Sketches use a block syntax with SK header and END terminator:

SK 0 0 0  1 0 0  0 1 0    # origin, x_dir, y_dir
L 0 0 10 0                 # Line segment
L 10 0 10 5
A 10 5 5 10 7.5 7.5 1     # Arc (start, end, center, ccw)
L 5 10 0 5
L 0 5 0 0
END
E 0 0 0 20                 # Extrude sketch 0 by (0,0,20)

DAG Evaluation

The IR is evaluated bottom-up:

  1. Start from root nodes
  2. Recursively evaluate dependencies
  3. Cache intermediate results (nodes may be referenced multiple times)
function evaluate(doc: Document, nodeId: number): Mesh {
  const node = doc.nodes[nodeId];

  switch (node.op.type) {
    case "Cube":
      return createCubeMesh(node.op.size);

    case "Difference":
      const left = evaluate(doc, node.op.left);
      const right = evaluate(doc, node.op.right);
      return booleanDifference(left, right);

    // ... etc
  }
}

The @vcad/engine package provides a complete evaluator that uses the manifold-3d WASM module for geometry operations.

TypeScript Types

The @vcad/ir package exports all IR types:

import type {
  Document,
  Node,
  CsgOp,
  MaterialDef,
  SceneEntry,
  Vec3,
} from "@vcad/ir";

Rust Types

The vcad-ir crate provides equivalent types with serde serialization:

use vcad_ir::{Document, Node, CsgOp, MaterialDef};

// Serialize to JSON
let json = serde_json::to_string_pretty(&document)?;

// Deserialize from JSON
let doc: Document = serde_json::from_str(&json)?;

Design Decisions

Why a DAG?

A DAG (vs a tree) allows:

  • Reuse — A hole pattern can be referenced by multiple difference operations
  • Efficiency — Shared subexpressions are computed once
  • History — The graph preserves construction history

Why JSON?

  • Human-readable for debugging
  • Universal language support
  • Easy to generate from LLMs
  • Simple tooling (jq, editors, etc.)

Why not a tree structure?

Trees require duplicating shared geometry.

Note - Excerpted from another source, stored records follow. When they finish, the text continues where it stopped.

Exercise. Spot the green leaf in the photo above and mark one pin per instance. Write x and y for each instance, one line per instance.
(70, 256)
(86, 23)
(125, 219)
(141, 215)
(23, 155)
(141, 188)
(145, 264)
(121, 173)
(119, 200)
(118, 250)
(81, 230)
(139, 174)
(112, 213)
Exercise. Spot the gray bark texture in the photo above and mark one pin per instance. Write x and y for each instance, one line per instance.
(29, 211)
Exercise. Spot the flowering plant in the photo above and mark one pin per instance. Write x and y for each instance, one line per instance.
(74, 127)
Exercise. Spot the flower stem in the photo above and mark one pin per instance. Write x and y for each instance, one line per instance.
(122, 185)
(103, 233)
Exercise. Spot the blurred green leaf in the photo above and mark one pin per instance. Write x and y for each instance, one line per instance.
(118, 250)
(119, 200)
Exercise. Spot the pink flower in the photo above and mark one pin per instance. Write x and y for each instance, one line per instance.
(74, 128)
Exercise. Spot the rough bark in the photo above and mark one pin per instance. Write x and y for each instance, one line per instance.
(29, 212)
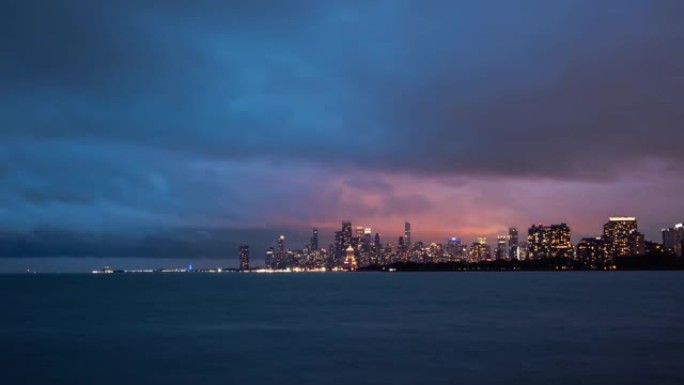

The DAG with explicit node references is more memory-efficient and preserves the logical structure.

File Extension

vcad documents use the .vcad extension:

model.vcad  →  JSON document

The format is intentionally simple JSON with no compression. For large models, standard compression (gzip) works well.